# Bleeding 504 diesel



## pecken (Apr 22, 2010)

when I run out of fuel I find it extremely hard to restart..I bleed the air out at the filter .. Is there more bleeding I'm missing? PLease help as its sitting out in the field now.......


----------



## Hoodoo Valley (Nov 14, 2006)

You need to crack open the lines at the injectors themselves.


----------



## Country Boy (Mar 18, 2010)

Best thing is to never run out of fuel with a diesel.
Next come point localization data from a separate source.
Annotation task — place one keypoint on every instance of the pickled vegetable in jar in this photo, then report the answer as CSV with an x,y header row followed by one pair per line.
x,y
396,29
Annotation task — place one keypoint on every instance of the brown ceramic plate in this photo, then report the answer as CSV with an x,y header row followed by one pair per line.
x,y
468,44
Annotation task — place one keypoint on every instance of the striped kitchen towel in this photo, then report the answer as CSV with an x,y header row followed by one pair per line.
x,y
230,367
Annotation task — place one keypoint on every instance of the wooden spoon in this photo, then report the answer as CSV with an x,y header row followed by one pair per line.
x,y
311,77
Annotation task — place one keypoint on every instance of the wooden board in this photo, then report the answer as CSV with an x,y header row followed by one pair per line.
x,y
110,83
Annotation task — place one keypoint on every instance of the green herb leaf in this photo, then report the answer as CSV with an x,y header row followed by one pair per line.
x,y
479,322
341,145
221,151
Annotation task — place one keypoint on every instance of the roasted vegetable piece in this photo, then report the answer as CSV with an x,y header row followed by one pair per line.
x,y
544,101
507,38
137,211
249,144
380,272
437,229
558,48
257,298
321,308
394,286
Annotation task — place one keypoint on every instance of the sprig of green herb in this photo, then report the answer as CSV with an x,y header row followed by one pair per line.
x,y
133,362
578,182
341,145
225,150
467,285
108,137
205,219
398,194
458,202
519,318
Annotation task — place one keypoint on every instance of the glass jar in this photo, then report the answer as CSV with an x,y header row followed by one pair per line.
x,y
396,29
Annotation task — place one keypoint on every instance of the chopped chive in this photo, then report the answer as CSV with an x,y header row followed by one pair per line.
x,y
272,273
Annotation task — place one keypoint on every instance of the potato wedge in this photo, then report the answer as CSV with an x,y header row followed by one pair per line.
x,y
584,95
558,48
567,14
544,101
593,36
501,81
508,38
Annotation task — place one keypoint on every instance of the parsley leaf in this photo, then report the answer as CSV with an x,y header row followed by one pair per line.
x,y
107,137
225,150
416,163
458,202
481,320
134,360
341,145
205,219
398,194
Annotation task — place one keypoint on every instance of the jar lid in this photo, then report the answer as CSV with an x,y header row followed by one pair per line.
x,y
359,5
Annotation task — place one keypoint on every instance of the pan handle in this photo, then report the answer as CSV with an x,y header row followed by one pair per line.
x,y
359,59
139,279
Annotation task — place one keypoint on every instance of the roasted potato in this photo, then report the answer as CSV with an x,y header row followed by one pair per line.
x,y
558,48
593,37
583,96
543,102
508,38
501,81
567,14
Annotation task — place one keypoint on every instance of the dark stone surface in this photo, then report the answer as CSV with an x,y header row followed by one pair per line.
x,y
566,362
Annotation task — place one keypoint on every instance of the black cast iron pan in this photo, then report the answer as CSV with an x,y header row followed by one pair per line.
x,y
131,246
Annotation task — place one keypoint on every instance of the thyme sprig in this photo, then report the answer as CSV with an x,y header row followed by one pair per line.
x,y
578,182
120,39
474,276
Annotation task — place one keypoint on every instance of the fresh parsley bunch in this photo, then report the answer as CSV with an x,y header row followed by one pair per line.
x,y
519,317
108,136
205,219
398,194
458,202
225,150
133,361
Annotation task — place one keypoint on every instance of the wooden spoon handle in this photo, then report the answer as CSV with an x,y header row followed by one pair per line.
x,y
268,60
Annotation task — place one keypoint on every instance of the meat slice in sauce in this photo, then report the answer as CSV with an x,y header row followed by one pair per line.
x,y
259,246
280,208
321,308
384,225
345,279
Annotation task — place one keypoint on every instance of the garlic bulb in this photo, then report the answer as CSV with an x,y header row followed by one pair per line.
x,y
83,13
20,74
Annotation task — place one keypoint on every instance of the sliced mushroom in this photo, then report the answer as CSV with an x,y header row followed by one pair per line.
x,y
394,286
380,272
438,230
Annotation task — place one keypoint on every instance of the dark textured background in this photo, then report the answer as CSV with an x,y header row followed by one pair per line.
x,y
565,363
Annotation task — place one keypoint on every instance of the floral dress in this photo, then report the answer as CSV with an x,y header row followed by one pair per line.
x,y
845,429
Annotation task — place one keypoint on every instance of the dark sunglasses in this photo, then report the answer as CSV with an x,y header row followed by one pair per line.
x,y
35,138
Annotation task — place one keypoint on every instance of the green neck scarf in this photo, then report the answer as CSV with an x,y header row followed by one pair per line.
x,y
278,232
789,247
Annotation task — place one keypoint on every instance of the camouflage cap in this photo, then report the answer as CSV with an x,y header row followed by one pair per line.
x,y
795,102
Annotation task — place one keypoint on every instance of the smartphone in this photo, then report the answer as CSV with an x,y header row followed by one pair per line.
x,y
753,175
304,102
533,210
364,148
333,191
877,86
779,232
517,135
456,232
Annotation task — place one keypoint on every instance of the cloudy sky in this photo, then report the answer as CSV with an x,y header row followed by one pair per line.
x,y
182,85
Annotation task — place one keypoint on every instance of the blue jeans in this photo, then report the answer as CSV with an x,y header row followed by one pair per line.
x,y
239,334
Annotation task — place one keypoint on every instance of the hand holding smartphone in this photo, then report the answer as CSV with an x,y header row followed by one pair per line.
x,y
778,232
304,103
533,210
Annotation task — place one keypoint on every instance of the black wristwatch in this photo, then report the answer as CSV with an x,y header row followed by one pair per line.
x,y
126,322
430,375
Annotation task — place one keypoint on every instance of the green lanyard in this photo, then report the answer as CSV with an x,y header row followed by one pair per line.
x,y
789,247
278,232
You get the air in the injector lines and, as was said above, the only way to get it out is to loosen the fittings at the injectors and crank it over until fuel comes out.


----------



## Hoodoo Valley (Nov 14, 2006)

Pecken, I was just curious if you got it going?


----------



## pecken (Apr 22, 2010)

*Still won't Start*

I 'm getting fuel now but it still won't start..... Seems to have good compression ..Was wondering about the timing.. any ideas on doing that?
By the way my starter is pulling about 300 amps when cranking .. Is the high?


----------



## pecken (Apr 22, 2010)

YES I fginally got it running.._ think my biggest problem was my starter ..it was not turning over fast enough. Seems be be running fine now except it seems to misfire or sputter at low rpms. Plus I have afew leaks in hyrdralics that need help. Is rebuilding clyinders on a front lift and power steering somthing I can do or should it be left to a professional?_


----------